This repository is the official implementation of Chain-of-Zoom: Extreme Super-Resolution via Scale Autoregression and Preference Alignment, led by
Bryan Sangwoo Kim, Jeongsol Kim, Jong Chul Ye
Modern single-image super-resolution (SISR) models deliver photo-realistic results at the scale factors on which they are trained, but show notable drawbacks:
- Blur and artifacts when pushed to magnify beyond its training regime
- High computational costs and inefficiency of retraining models when we want to magnify further
This brings us to the fundamental question:
How can we effectively utilize super-resolution models to explore much higher resolutions than they were originally trained for?
We address this via Chain-of-Zoom 🔎, a model-agnostic framework that factorizes SISR into an autoregressive chain of intermediate scale-states with multi-scale-aware prompts. CoZ repeatedly re-uses a backbone SR model, decomposing the conditional probability into tractable sub-problems to achieve extreme resolutions without additional training. Because visual cues diminish at high magnifications, we augment each zoom step with multi-scale-aware text prompts generated by a prompt extractor VLM. This prompt extractor can be fine-tuned through GRPO with a critic VLM to further align text guidance towards human preference.
- [May 2025] Code and paper are uploaded.
First, create your environment.
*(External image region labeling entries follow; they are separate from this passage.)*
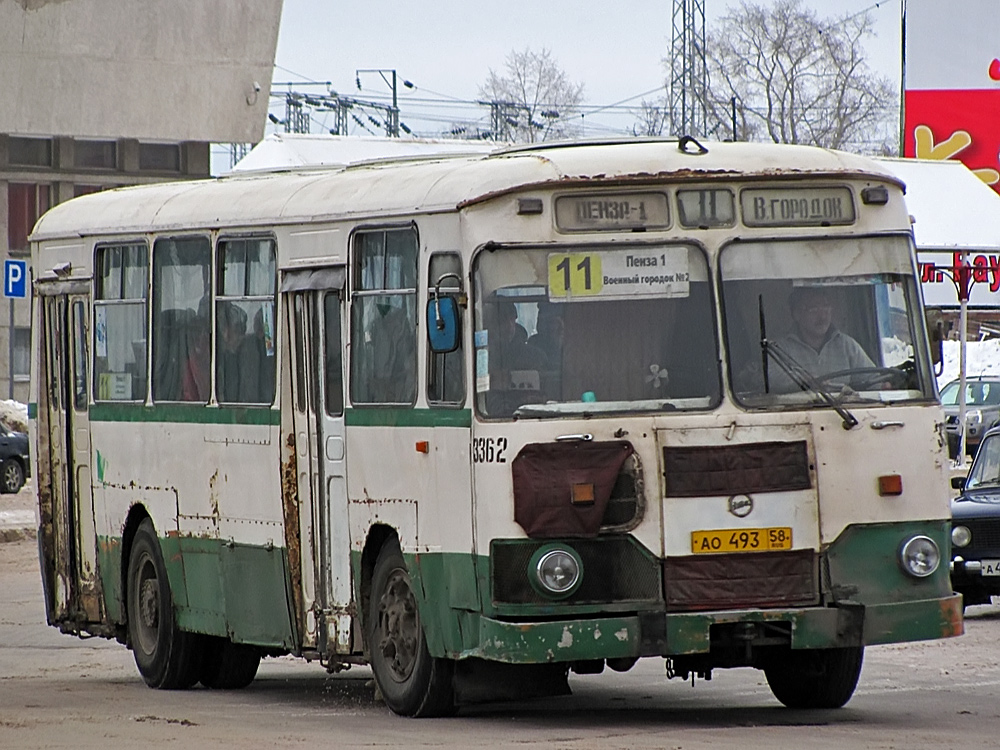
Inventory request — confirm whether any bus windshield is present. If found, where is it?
[474,244,721,418]
[720,237,934,407]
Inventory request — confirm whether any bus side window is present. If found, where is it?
[351,228,417,406]
[94,242,149,401]
[427,253,465,404]
[153,237,212,403]
[215,238,277,405]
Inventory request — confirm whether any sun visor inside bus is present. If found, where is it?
[511,441,633,539]
[281,266,347,292]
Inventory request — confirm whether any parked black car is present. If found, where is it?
[0,422,31,495]
[951,428,1000,606]
[941,376,1000,458]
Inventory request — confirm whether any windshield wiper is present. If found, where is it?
[757,295,858,430]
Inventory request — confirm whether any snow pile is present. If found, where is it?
[937,339,1000,387]
[0,401,28,432]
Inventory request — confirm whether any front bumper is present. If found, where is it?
[458,594,963,664]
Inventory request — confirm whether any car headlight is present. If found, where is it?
[528,545,583,598]
[899,535,941,578]
[951,526,972,547]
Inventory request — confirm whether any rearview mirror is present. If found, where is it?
[427,295,460,354]
[924,310,945,374]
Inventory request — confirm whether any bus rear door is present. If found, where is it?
[35,281,102,629]
[282,266,352,653]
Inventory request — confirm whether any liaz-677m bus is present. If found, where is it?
[30,138,962,716]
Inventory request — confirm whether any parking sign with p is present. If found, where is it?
[3,260,28,298]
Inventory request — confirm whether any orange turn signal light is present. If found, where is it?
[572,482,594,505]
[878,474,903,497]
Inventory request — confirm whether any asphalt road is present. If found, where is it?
[0,539,1000,750]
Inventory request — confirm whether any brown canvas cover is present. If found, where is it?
[511,441,633,539]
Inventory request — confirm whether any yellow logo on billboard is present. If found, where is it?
[549,253,604,299]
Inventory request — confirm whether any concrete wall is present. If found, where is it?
[0,0,281,143]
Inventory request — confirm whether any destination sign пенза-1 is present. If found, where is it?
[556,192,670,232]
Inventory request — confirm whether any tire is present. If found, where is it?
[0,458,24,495]
[126,518,202,690]
[764,646,865,708]
[199,636,260,690]
[366,539,455,717]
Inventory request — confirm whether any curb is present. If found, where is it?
[0,510,38,543]
[0,529,38,544]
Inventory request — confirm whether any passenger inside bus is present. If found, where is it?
[768,286,875,393]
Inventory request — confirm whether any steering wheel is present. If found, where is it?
[816,367,909,391]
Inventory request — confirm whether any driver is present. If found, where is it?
[769,286,875,393]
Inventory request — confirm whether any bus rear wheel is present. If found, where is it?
[126,518,202,690]
[764,646,865,708]
[199,636,260,690]
[368,539,455,717]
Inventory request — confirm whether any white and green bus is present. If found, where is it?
[29,138,962,716]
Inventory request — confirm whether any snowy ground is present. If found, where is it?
[938,339,1000,386]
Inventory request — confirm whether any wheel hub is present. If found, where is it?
[378,570,420,682]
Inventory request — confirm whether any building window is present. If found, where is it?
[73,141,118,169]
[139,143,181,172]
[427,253,465,405]
[7,136,52,167]
[215,239,278,404]
[7,182,51,253]
[351,229,417,405]
[10,328,31,380]
[94,242,149,401]
[153,237,212,403]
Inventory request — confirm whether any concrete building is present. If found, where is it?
[0,0,281,402]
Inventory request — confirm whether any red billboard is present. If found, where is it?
[903,0,1000,191]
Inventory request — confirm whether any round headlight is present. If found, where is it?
[951,526,972,547]
[530,547,583,597]
[899,536,941,578]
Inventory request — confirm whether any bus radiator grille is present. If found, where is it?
[663,549,820,612]
[490,536,663,604]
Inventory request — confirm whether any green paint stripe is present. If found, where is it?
[90,404,281,425]
[344,407,472,427]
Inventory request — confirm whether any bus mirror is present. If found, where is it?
[925,310,945,369]
[427,294,459,354]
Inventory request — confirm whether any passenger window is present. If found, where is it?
[94,242,149,401]
[351,229,417,405]
[153,237,212,403]
[215,238,277,405]
[427,253,465,405]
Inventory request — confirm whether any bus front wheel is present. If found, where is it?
[368,539,454,717]
[764,647,865,708]
[126,518,202,690]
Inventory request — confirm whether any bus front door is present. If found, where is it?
[286,284,352,654]
[34,284,102,631]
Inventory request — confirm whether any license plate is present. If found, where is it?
[983,560,1000,576]
[691,526,792,556]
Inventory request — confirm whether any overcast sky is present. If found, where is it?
[269,0,902,141]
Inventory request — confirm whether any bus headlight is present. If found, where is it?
[899,536,941,578]
[528,545,583,599]
[951,526,972,547]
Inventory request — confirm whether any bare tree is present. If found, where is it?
[479,48,583,143]
[706,0,897,152]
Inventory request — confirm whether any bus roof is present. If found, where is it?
[32,139,901,241]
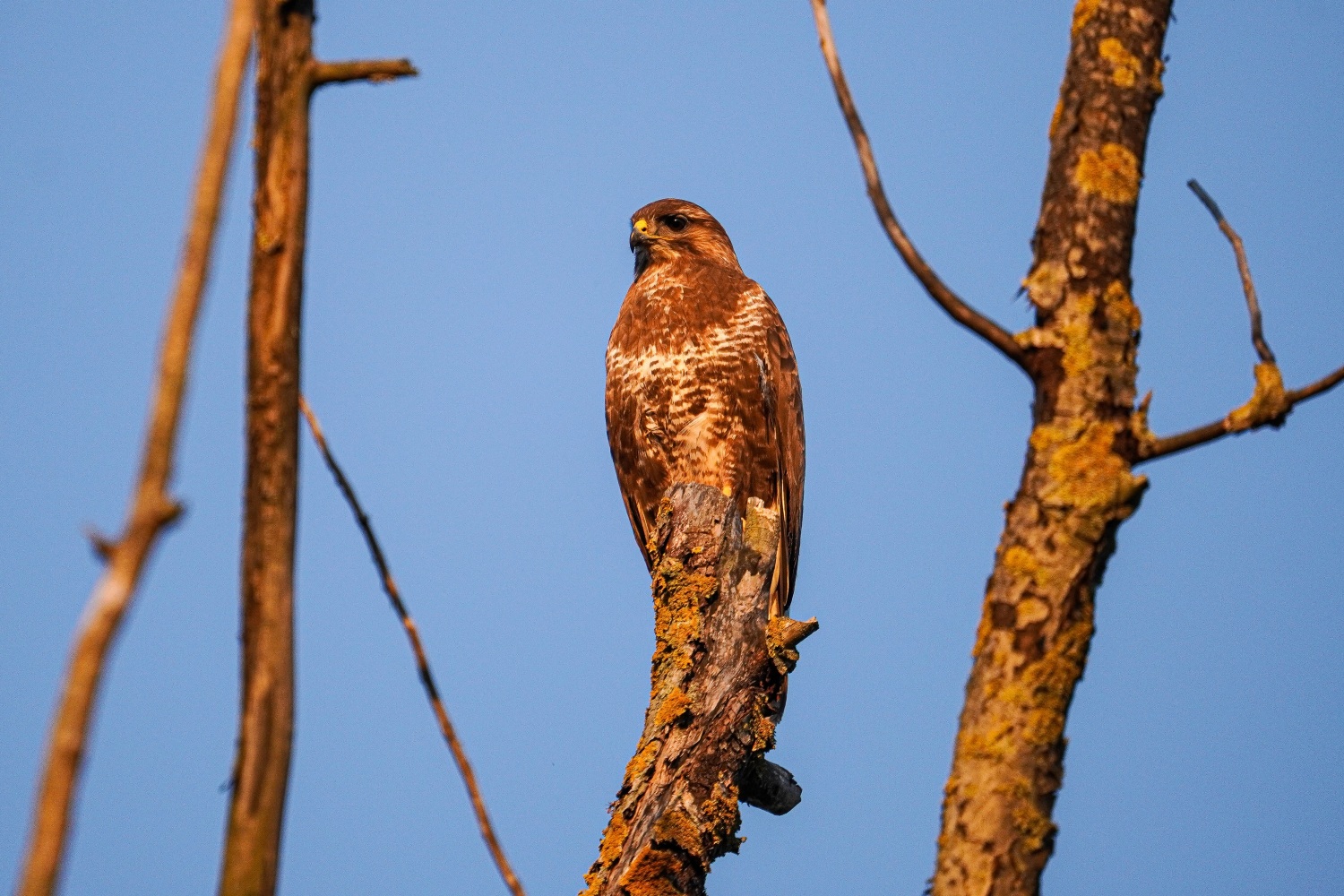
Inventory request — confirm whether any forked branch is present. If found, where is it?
[16,0,253,896]
[1137,180,1344,463]
[812,0,1034,376]
[314,59,419,87]
[298,395,527,896]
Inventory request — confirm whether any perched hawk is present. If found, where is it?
[607,199,804,616]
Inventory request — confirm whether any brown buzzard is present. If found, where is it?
[607,199,804,616]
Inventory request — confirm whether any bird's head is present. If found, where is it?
[631,199,741,278]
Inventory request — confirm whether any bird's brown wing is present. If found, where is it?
[607,377,658,573]
[761,299,806,616]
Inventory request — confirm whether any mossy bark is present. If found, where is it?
[932,0,1171,896]
[585,484,816,896]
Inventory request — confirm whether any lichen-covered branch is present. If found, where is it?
[298,395,527,896]
[933,0,1171,896]
[220,0,414,896]
[16,0,253,896]
[585,484,817,896]
[1134,180,1344,463]
[812,0,1032,376]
We recommend using the following commands.
git clone https://github.com/bryanswkim/Chain-of-Zoom.git
cd Chain-of-Zoom
conda create -n coz python=3.10
conda activate coz
pip install -r requirements.txt
Models | Checkpoints |
---|---|
Stable Diffusion v3 | Hugging Face |
Qwen2.5-VL-3B-Instruct | Hugging Face |
RAM | Hugging Face |
You can quickly check the results of using CoZ with the following example:
python inference_coz.py \
-i samples \
-o inference_results/coz_vlmprompt \
--rec_type recursive_multiscale \
--prompt_type vlm \
--lora_path ckpt/SR_LoRA/model_20001.pkl \
--vae_path ckpt/SR_VAE/vae_encoder_20001.pt \
--pretrained_model_name_or_path 'stabilityai/stable-diffusion-3-medium-diffusers' \
--ram_ft_path ckpt/DAPE/DAPE.pth \
--ram_path ckpt/RAM/ram_swin_large_14m.pth;
Which will give a result like below:
Using --efficient_memory
allows CoZ to run on a single GPU with 24GB VRAM, but highly increases inference time due to offloading.
We recommend using two GPUs.
If you find our method useful, please cite as below or leave a star to this repository.
@article{kim2025chain,
title={Chain-of-Zoom: Extreme Super-Resolution via Scale Autoregression and Preference Alignment},
author={Kim, Bryan Sangwoo and Kim, Jeongsol and Ye, Jong Chul},
journal={arXiv preprint arXiv:2505.18600},
year={2025}
}
We thank the authors of OSEDiff for sharing their awesome work!
Note
This work is currently in the preprint stage, and there may be some changes to the code.